The laws surrounding the witnessing of a marriage differ from state to state in the US.  Where witnesses are required they must usually be at least 16 years of age.  All witnesses must provide photo ID and proof of age.  Witnesses print their name on the marriage license. 

Once the marriage is registered the marriage certificate is available for the couple.  Note that each state has its own time limit for registering the marriage after the ceremony ranging from 10 days to no limit.

Here are the states where witnesses have to be present at the marriage ceremony.  Unless  stated otherwise you will need two witnesses aged 16 or over . 

Alaska, Arizona (over 18),California (one or two), Delaware (over 18), Iowa (one), Kansas (over 18), Kentucky, Louisiana, Maine, Michigan (over 18), Minnesota, Nebraska, Nevada (one), New Jersey (one), New Mexico, New York (one), N. Carolina, N. Dakota, Oklahoma, Oregon, Rhode Island, S Dakota (one), Utah, Washington, Wisconsin, Wyoming.

In all other US states a witness is not required at a marriage ceremony.

Australia – who can witness a wedding?

A marriage requires the presence of two witnesses aged at least 18 who sign the marriage certificate given at the end of the ceremony.  This certificate is known as a commemorative marriage certificate.  Once the local registrar has received confirmation of the marriage he or she will issue a certified marriage certificate, usually in around two weeks, which he or she has signed and sealed.

New Zealand – who can witness a wedding?

You need two witnesses although there are no age restrictions as long as they can understand the ceremony.  They will sign the marriage licence.  There is an immediate certificate available to the couple but a copy has to be sent to the registry for births, marriages and deaths so that a certified certificate can be issued.

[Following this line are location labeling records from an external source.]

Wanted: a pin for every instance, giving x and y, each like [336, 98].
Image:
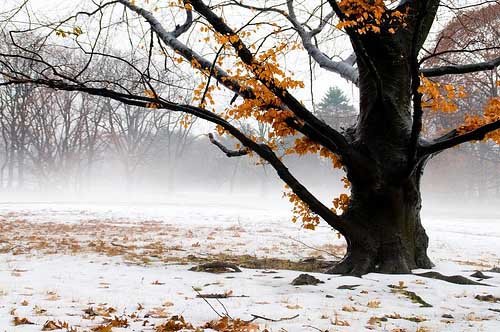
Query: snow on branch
[461, 69]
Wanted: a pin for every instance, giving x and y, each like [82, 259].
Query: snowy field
[125, 267]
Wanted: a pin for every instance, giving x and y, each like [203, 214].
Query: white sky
[54, 9]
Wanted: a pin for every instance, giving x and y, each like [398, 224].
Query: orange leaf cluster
[491, 114]
[301, 211]
[440, 97]
[368, 16]
[341, 202]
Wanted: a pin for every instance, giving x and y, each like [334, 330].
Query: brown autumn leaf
[21, 321]
[117, 322]
[51, 325]
[175, 323]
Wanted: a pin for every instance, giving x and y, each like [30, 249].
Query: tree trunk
[385, 233]
[389, 236]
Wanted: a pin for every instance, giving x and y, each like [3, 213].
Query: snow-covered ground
[84, 263]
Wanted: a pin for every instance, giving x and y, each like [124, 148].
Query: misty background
[70, 146]
[57, 145]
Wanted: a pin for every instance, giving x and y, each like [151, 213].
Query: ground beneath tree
[86, 264]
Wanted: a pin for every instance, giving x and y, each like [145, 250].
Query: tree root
[216, 267]
[459, 280]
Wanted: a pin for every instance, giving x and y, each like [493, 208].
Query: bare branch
[461, 69]
[454, 138]
[230, 153]
[344, 68]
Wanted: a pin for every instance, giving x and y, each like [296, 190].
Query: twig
[313, 248]
[255, 317]
[225, 309]
[204, 299]
[313, 327]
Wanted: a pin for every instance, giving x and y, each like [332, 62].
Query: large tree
[243, 47]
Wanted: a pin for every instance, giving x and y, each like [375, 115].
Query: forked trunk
[386, 234]
[389, 236]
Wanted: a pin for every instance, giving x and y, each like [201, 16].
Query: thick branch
[454, 138]
[344, 68]
[461, 69]
[170, 38]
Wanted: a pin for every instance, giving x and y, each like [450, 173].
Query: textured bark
[386, 234]
[389, 236]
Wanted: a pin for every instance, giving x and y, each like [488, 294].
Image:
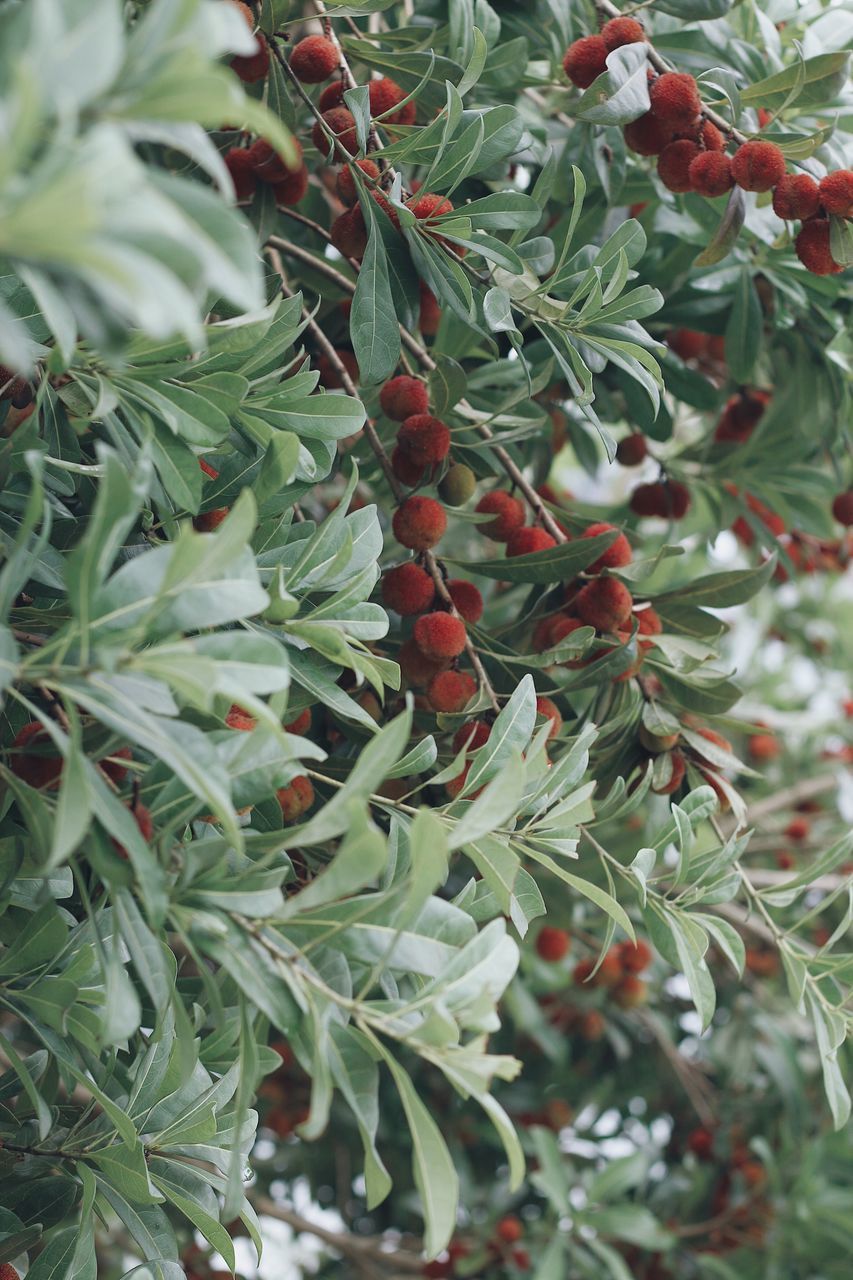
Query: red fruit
[424, 439]
[758, 165]
[674, 164]
[552, 945]
[836, 192]
[797, 196]
[710, 173]
[349, 233]
[450, 691]
[648, 135]
[525, 542]
[340, 122]
[550, 711]
[617, 553]
[674, 97]
[407, 589]
[605, 603]
[507, 511]
[292, 188]
[296, 798]
[466, 599]
[404, 396]
[621, 31]
[238, 163]
[584, 60]
[632, 449]
[439, 635]
[470, 736]
[39, 769]
[419, 524]
[843, 507]
[812, 247]
[634, 956]
[314, 59]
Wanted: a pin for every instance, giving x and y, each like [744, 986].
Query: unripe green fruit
[457, 485]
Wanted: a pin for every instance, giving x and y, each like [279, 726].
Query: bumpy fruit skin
[407, 589]
[797, 196]
[617, 553]
[621, 31]
[758, 165]
[419, 524]
[507, 511]
[401, 397]
[439, 635]
[843, 507]
[341, 123]
[550, 711]
[674, 97]
[466, 599]
[836, 192]
[296, 798]
[238, 163]
[425, 439]
[457, 485]
[584, 60]
[527, 542]
[632, 449]
[674, 164]
[450, 691]
[314, 59]
[710, 173]
[346, 186]
[812, 247]
[605, 604]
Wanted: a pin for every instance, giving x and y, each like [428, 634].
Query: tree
[357, 780]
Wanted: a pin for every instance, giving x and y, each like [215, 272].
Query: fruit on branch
[419, 524]
[507, 511]
[439, 635]
[404, 396]
[314, 59]
[797, 196]
[407, 589]
[585, 59]
[605, 604]
[758, 165]
[450, 691]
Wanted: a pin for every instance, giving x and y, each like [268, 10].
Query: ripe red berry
[525, 542]
[404, 396]
[632, 449]
[812, 247]
[439, 635]
[674, 164]
[450, 693]
[621, 31]
[425, 439]
[507, 511]
[674, 97]
[407, 589]
[314, 59]
[584, 60]
[466, 599]
[419, 524]
[797, 196]
[605, 603]
[340, 122]
[617, 553]
[711, 173]
[757, 165]
[346, 184]
[836, 192]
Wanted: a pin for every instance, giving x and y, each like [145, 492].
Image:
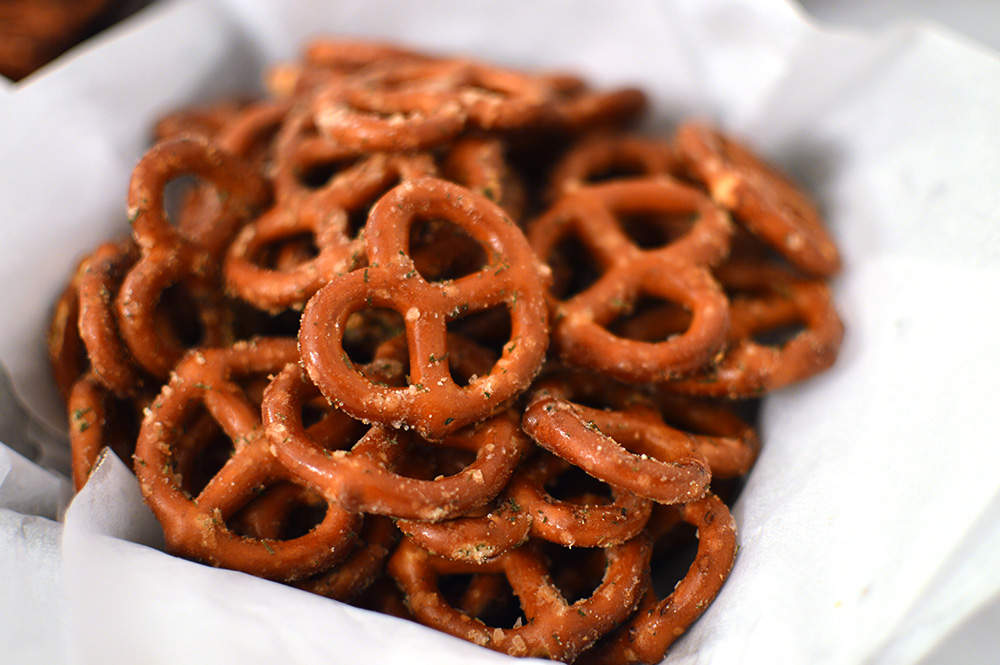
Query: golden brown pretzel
[554, 628]
[665, 467]
[362, 479]
[767, 298]
[433, 403]
[195, 520]
[659, 622]
[673, 272]
[323, 215]
[760, 197]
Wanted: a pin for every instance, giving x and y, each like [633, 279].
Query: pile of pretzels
[449, 341]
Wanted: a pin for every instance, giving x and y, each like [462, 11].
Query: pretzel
[325, 215]
[352, 576]
[728, 442]
[67, 354]
[605, 156]
[659, 622]
[673, 272]
[769, 298]
[666, 469]
[101, 275]
[433, 403]
[554, 628]
[196, 525]
[362, 480]
[761, 198]
[168, 258]
[99, 419]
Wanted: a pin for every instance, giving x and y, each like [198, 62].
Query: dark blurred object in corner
[34, 32]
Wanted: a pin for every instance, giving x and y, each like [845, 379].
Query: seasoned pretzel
[554, 628]
[324, 215]
[760, 197]
[362, 479]
[665, 469]
[673, 272]
[99, 419]
[604, 156]
[168, 258]
[729, 443]
[769, 298]
[67, 354]
[433, 403]
[659, 622]
[100, 278]
[352, 576]
[196, 526]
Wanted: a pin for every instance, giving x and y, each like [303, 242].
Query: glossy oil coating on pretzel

How to choose witnesses for a wedding

The age of a witness depends on where the marriage takes place (see above).  In theory anyone can act as a witness including close relatives, bridesmaids, the best man and friends so it is possible to keep the wedding very small.  In most cases you can even invite a stranger to witness a marriage.  Occasionally religious ceremonies have stricter rules governing who can be a witness so it’s wise to discuss this in advance with the person who is going to perform the ceremony.

Most people consider it an honour to act as a witness to a marriage so it may be worth making sure that the honour is spread across both families or sets of friends.  Anyone who had hoped to be a witness may need a friendly telephone call in advance of the big day.

Whilst it is usual to give bridesmaids and groomsmen a small gift, witnesses do not usually receive more than a thank you (though a hug is always welcome!)

In the UK you can have more than two witnesses if you wish though you should make sure the registrar or celebrant is happy with the number you choose.  The signing always takes a while even with just two witnesses so having lots of them might make your other guests restless as they look forward to the reception.